Hukum & Kriminal

PN Medan Vonis Agen Penyalur PMI Ilegal 1,4 Tahun Penjara

×

PN Medan Vonis Agen Penyalur PMI Ilegal 1,4 Tahun Penjara

Sebarkan artikel ini
PMI Ilegal
Terdakwa Heppy Christopel Pasaribu ketika mendengarkan putusan majelis hakim di ruang sidang Cakra VI, Pengadilan Negeri Medan, Senin (20/1/2025).
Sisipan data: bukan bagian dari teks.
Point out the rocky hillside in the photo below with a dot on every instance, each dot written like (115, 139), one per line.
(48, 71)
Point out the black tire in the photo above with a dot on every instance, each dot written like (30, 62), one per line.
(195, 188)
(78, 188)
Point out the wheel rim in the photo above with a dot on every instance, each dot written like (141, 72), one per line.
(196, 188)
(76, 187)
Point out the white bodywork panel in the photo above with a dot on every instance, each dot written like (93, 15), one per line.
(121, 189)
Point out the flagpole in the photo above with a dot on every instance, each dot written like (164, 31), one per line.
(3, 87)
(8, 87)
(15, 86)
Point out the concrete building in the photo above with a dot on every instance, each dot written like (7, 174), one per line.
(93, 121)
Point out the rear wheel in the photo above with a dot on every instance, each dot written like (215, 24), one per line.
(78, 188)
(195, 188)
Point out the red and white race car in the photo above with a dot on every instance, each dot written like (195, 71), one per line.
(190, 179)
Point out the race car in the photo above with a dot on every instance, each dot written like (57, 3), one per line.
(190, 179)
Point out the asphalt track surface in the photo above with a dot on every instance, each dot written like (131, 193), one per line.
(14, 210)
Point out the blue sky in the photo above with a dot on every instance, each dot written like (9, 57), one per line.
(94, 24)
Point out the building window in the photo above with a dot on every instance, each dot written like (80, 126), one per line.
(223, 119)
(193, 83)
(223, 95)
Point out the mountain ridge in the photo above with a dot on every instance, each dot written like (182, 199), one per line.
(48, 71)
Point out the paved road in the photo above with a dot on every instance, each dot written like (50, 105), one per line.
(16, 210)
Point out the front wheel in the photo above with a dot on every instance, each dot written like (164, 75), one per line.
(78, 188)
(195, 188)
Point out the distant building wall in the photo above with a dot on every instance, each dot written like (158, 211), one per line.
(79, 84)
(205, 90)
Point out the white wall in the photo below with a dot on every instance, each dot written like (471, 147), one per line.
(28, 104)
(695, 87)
Foto: Antara/Aris Rinaldi Nasution

Ringkasan Berita

  • "Menjatuhkan hukuman kepada terdakwa Heppy Christopel Pasaribu dengan pidana penjara selama satu tahun empat bulan," …
  • Vonis ini lebih ringan dari tuntutan JPU Kejati Sumut Haslinda Hasan yang menuntut terdakwa Heppy dengan pidana penja…
  • Hakim menyatakan Heppy merupakan warga Jalan Tanjung Permai Raya, Kecamatan Sunggal, Kabupaten Deli Serdang, terbukti…
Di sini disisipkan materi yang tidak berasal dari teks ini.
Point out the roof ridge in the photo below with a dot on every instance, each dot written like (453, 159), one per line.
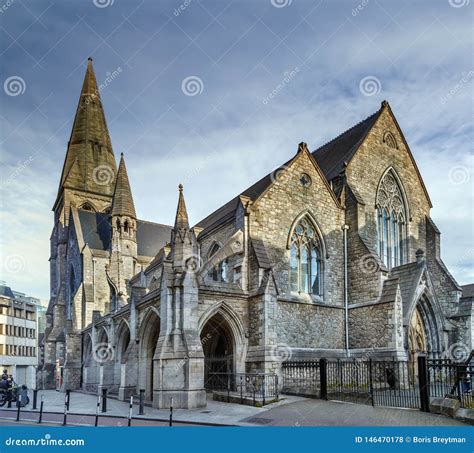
(347, 130)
TOPIKSERU.COM, MEDAN – Heppy Christopel Pasaribu (47), terdakwa penyalur pekerja migran Indonesia (PMI) ilegal ke Malaysia divonis atas dugaan tindak pidana perdagangan orang (TPPO) dengan hukuman 16 bulan atau 1,4 tahun penjara.

Hakim menyatakan Heppy merupakan warga Jalan Tanjung Permai Raya, Kecamatan Sunggal, Kabupaten Deli Serdang, terbukti menjadi penyalur PMI ilegal ke Malaysia.

“Menjatuhkan hukuman kepada terdakwa Heppy Christopel Pasaribu dengan pidana penjara selama satu tahun empat bulan,” kata Hakim Ketua Firza Andriansyah, di Pengadilan Negeri Medan, Senin (20/1).

Atas perbuatannya terdakwa didakwa melanggar Pasal 81 Undang-undang Nomor 18 Tahun 2017 tentang Pelindungan Pekerja Migran Indonesia, Joncto Pasal 84 Undang-undang Nomor 6 Tahun 2023 tentang Penetapan Peraturan Pemerintah Pengganti Undang-undang Nomor 2 Tahun 2022 tentang Cipta Kerja menjadi undang-undang.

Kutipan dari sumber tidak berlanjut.